Today: Holistic martech solutions power connected customer experiences
The marriage of omnichannel content and commerce is realized through DXPs like Episerver (now Optimizely), Sitecore and Adobe that seamlessly integrate the content and commerce sides of the funnel. Moreover, AI-powered CDPs, and DAMs allow marketers to deliver individualized customer experiences at scale. Finally, marketing goals and technological capabilities work in lockstep to deliver the future of experience management.
A holistic martech strategy delivers next-gen customer experiences
Providing personalized experiences is now table stakes. Every customer expects an experience as seamless, as suggestive, and as personalized as Amazon.
The speed at which personalization experiences are delivered will separate leaders from laggard. According to McKinsey, companies that outpace slower-moving peers drive 40% more of their revenue from personalization.
Fortunately, today’s martech platforms are designed to play well with each other and empower truly personalized experiences. Brands must develop the right content strategy and choose the optimal technology to support it, such as:
- Customer data management: Apple’s iOS 14 update and Google’s crackdown on cookies have signaled the death knell for third-party data. Marketers must pivot quickly to leveraging first-party data through CDPs. These platforms marry customer data across multiple channels, enabling marketers to deliver personalized experiences based on actual customer behavior (rather than broad assumptions).
- Marketing orchestration: Marketing workflow tools help marketers plan, develop and distribute content for marketing campaigns and power personalized experiences. Creation and collaboration take place in one centralized place, ensuring no permissions slip through the cracks while connecting content and assets from multiple systems.
- Digital asset management: all content assets can be managed from a single location for use across the marketing ecosystem. Different assets can be tagged for different personas, channels and formats, allowing marketers to deploy them at scale for use in personalized content experiences powered by AI.
- AI-powered personalization and experimentation: This is the last piece of the puzzle. Today’s digital experience platforms include powerful AI-governed optimization capabilities that rely on real-time behavior and first-party data collected via a Customer Data Platform (CDP). They can combine assets on a 1:1 basis that feels timely and relevant, driving engagement. Instead of manually developing the content experiences themselves – an approach that was always too slow – marketers can learn from experiments and AI to scale better digital outcomes.

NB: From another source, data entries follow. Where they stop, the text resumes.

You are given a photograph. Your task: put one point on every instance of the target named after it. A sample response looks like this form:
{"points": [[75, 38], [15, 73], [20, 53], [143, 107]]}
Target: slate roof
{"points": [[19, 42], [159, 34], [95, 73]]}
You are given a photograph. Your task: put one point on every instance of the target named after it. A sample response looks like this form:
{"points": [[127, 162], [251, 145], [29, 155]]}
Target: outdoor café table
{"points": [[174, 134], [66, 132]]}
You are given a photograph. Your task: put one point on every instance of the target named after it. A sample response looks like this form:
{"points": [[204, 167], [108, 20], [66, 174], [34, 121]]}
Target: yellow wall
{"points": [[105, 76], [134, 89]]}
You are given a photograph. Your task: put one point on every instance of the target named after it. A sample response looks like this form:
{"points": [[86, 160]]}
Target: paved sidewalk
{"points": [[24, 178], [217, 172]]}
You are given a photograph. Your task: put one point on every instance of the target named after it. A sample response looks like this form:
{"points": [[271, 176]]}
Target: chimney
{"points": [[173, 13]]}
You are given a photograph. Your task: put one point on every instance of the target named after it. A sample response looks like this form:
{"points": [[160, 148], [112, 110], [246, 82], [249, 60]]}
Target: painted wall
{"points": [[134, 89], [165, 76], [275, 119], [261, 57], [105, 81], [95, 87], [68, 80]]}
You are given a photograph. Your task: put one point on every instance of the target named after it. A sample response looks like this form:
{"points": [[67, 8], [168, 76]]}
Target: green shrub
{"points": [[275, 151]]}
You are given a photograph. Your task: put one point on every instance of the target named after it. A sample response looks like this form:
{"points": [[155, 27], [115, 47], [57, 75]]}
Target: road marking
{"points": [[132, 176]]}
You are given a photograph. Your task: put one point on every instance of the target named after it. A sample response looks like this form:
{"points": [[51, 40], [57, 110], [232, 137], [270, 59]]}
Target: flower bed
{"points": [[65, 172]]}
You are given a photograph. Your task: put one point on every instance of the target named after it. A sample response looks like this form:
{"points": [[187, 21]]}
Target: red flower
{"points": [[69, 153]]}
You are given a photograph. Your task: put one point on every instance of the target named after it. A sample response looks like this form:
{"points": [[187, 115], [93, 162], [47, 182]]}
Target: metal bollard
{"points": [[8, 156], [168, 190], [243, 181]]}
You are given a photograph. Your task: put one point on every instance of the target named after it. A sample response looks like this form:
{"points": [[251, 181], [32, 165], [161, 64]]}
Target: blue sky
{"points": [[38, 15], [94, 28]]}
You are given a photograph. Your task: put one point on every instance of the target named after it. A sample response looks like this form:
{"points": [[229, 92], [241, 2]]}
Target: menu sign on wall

Succeeding in the Next Phase of Experience Management
The past decade has witnessed the rise of an AI-driven content experience, and consumers expectations to match. In order to stay ahead of customer needs vs. reacting, you must make the right decisions when designing your digital transformation strategy. The right platforms and agency partners help you connect the dots, and understand the various tools will be leveraging customer data.